Organic solvent (30%, v/v)	Relative activity (%)
Control	100 ± 2.32
Chloroform	93 ± 1.94
Acetone	50 ± 1.42
Isoamylalcohol	57 ± 0.91
Toluene	100 ± 2.15
Hexane	107 ± 2.0
Benzene	109 ± 2.47
DMSO	90 ± 2.13

3.5.8. Effect of surfactants and detergents

The effect of various laboratory and commercial detergents on protease activity was examined and reported in Table 6. Enzyme presented a small loss in activity in presence of Triton X-100 and Tween-80, while Tween-20 triggered activity upto 20%. A similar finding was reported by Zanphorlin et al. [35] on a serine protease obtained from Myceliophthora species. Hadder et al. [18] and Tremacoldi et al. [54] reported SDS to be a strong inhibitor of protease enzyme. However, there was only 30% loss of purified protease enzyme activity in presence of SDS. Also, the remarkable stability exhibited by the enzyme towards various commercial detergents demonstrates its compatibility as a potential bioadditive in detergent industries.

Table 6.

Effect of detergents and surfactants on protease activity at 1 and 5% concentration. The enzyme activity was taken as 100% in absence of any of these agents.
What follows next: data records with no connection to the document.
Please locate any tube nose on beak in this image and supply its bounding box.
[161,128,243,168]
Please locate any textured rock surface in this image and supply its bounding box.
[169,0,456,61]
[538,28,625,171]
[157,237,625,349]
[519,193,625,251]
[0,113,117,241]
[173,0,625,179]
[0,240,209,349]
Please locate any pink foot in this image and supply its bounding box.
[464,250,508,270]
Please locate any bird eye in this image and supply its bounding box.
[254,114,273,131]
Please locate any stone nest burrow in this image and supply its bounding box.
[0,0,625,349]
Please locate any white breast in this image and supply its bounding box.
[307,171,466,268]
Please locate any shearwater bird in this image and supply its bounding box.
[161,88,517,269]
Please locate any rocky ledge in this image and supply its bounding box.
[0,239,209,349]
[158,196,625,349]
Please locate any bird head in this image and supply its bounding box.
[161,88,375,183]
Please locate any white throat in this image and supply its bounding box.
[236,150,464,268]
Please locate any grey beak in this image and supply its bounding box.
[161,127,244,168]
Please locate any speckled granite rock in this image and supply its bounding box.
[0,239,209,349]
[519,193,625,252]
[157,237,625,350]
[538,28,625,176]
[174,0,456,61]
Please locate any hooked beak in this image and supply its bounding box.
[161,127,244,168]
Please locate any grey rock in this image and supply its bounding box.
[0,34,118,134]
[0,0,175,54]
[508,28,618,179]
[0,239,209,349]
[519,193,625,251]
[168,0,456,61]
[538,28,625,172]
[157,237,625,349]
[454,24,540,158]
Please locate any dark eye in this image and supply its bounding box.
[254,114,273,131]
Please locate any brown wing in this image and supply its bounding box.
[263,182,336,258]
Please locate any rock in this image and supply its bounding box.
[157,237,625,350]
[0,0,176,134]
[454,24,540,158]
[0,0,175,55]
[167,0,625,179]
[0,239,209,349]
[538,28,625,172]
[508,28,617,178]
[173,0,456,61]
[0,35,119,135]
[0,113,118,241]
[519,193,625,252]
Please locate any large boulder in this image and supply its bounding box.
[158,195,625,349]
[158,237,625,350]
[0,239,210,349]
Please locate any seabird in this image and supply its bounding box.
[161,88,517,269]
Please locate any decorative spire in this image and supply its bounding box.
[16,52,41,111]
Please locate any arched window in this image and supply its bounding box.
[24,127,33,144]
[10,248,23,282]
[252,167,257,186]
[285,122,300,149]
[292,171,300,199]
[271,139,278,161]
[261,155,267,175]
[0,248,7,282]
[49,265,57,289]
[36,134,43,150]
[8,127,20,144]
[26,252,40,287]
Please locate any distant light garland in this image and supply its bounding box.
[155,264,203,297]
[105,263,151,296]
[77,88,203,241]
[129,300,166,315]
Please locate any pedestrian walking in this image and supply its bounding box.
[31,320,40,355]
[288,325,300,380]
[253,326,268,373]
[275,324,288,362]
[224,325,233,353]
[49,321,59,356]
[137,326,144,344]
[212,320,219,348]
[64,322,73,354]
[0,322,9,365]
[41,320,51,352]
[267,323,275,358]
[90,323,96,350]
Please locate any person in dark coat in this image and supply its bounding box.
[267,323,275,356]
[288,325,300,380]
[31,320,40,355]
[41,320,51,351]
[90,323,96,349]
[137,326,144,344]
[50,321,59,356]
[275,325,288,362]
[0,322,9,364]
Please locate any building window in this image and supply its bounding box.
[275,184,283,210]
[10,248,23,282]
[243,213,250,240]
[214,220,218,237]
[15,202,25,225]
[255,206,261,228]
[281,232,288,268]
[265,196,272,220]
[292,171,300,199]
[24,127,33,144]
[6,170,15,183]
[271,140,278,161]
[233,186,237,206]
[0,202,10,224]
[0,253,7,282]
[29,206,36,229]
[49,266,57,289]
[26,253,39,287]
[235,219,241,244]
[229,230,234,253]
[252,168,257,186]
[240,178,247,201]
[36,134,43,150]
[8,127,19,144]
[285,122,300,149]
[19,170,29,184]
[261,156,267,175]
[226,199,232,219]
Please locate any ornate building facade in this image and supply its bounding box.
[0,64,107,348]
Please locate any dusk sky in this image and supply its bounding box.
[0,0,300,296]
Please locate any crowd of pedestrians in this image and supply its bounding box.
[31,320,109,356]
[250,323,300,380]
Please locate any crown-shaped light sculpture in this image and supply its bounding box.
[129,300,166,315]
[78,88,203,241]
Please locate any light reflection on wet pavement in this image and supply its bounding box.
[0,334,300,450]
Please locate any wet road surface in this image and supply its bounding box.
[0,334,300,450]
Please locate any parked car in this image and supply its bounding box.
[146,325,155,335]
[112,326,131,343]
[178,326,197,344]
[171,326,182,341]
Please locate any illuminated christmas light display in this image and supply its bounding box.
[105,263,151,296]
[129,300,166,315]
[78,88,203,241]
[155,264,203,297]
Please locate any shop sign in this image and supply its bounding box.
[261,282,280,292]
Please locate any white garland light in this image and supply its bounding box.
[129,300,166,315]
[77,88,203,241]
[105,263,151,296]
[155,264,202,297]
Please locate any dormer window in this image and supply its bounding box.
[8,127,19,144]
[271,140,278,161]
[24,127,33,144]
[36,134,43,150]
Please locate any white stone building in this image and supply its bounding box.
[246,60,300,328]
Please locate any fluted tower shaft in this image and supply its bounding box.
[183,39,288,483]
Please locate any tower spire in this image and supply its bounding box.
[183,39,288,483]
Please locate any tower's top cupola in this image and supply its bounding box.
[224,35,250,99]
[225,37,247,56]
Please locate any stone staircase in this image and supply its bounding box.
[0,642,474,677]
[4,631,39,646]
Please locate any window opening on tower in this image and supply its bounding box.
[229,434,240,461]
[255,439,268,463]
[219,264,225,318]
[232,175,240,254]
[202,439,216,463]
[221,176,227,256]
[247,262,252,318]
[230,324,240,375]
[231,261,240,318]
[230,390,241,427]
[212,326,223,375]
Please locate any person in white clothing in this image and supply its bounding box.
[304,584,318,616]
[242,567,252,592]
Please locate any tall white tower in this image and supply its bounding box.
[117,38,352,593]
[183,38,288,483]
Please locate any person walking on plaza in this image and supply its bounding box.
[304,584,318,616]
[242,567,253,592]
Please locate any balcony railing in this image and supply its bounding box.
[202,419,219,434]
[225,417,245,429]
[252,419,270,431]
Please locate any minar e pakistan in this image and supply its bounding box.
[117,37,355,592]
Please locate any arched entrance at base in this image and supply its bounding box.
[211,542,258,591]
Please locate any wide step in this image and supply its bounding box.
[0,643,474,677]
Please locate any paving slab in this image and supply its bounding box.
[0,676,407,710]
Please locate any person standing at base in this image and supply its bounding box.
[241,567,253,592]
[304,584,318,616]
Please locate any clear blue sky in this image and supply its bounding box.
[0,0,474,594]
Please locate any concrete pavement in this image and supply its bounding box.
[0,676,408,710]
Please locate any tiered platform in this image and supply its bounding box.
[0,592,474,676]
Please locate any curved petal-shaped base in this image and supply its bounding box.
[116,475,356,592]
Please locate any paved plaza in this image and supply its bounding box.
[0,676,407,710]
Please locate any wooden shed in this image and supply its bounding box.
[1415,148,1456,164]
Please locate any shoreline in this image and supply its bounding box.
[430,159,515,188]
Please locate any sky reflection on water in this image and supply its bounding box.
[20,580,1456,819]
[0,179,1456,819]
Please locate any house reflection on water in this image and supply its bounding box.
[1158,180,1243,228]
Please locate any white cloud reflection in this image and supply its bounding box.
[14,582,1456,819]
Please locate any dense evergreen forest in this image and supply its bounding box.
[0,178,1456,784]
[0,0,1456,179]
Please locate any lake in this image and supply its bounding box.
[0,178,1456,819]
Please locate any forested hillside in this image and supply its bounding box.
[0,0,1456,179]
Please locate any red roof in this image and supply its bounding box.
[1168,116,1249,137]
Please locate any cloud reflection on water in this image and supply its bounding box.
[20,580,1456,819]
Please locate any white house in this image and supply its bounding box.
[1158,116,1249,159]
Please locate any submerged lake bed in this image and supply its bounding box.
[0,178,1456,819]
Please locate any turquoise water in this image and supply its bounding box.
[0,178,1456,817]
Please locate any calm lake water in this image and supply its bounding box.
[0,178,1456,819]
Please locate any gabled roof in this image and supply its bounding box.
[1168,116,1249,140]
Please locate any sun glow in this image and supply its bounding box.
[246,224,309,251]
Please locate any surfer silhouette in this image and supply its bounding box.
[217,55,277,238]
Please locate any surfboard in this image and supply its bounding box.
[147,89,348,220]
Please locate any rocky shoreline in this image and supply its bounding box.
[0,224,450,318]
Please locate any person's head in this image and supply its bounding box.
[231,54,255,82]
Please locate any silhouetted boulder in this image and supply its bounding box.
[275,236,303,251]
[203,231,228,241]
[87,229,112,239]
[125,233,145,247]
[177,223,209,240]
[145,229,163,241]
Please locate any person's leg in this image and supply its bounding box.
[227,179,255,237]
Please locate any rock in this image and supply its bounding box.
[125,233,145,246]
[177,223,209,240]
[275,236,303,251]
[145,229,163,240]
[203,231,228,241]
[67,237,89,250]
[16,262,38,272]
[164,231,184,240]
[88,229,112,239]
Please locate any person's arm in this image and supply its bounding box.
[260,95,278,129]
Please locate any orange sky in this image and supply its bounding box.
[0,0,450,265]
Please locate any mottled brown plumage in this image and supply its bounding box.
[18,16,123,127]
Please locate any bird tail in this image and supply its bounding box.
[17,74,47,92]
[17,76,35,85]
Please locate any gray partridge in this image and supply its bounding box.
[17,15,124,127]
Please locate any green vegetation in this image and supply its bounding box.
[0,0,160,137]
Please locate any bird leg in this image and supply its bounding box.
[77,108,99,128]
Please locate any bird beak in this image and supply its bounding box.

Surfactant/detergent	Relative activity (%)
	1%	5%
Control	100 ± 1.91	100 ± 2.21
Triton X-100	94 ± 2.12	82 ± 1.91
Tween-20	120 ± 2.60	103 ± 2.47
Tween-80	80 ± 1.84	86 ± 1.79
SDS	73 ± 1.77	51 ± 1.42
Surf Excel	84 ± 1.68	56 ± 1.64
Tide	79 ± 1.93	63 ± 2.91
Aerial	91 ± 1.99	76 ± 2.36
Wheel	85 ± 2.1	65 ± 1.78
Chameli	80 ± 1.87	66 ± 2.10
Ghadi	78 ± 1.56	107 ± 2.89

4. Conclusion

In the present study, a thiol-dependent serine protease was purified and characterised from Neocosmospora sp. N1. The enzyme has a high molecular weight of 198 kDa possessing multiple subunits. The novel characteristics of the enzyme like stability at high temperatures and wide pH range, lower K_m value, superior activity in presence of various organic solvents, detergents and surfactants pave a way for its utility in numerous commercial applications. The relative high molecular weight protease from unexplored fungal species Neocosmospora sp. N1 enlightens the path of finding novel proteases which can be exploited in industries.

Declarations

Author contribution statement

Fatema Matkawala, Sadhana Nighojkar, Anil Kumar, Anand Nighojkar: Conceived and designed the experiments; Performed the experiments; Analyzed and interpreted the data; Contributed reagents, materials, analysis tools or data; Wrote the paper.

Funding statement

This research did not receive any specific grant from funding agencies in the public, commercial, or not-for-profit sectors.

Competing interest statement

The authors declare no conflict of interest.

Additional information

Data associated with this study has been deposited at GenBank under the accession number MK417797.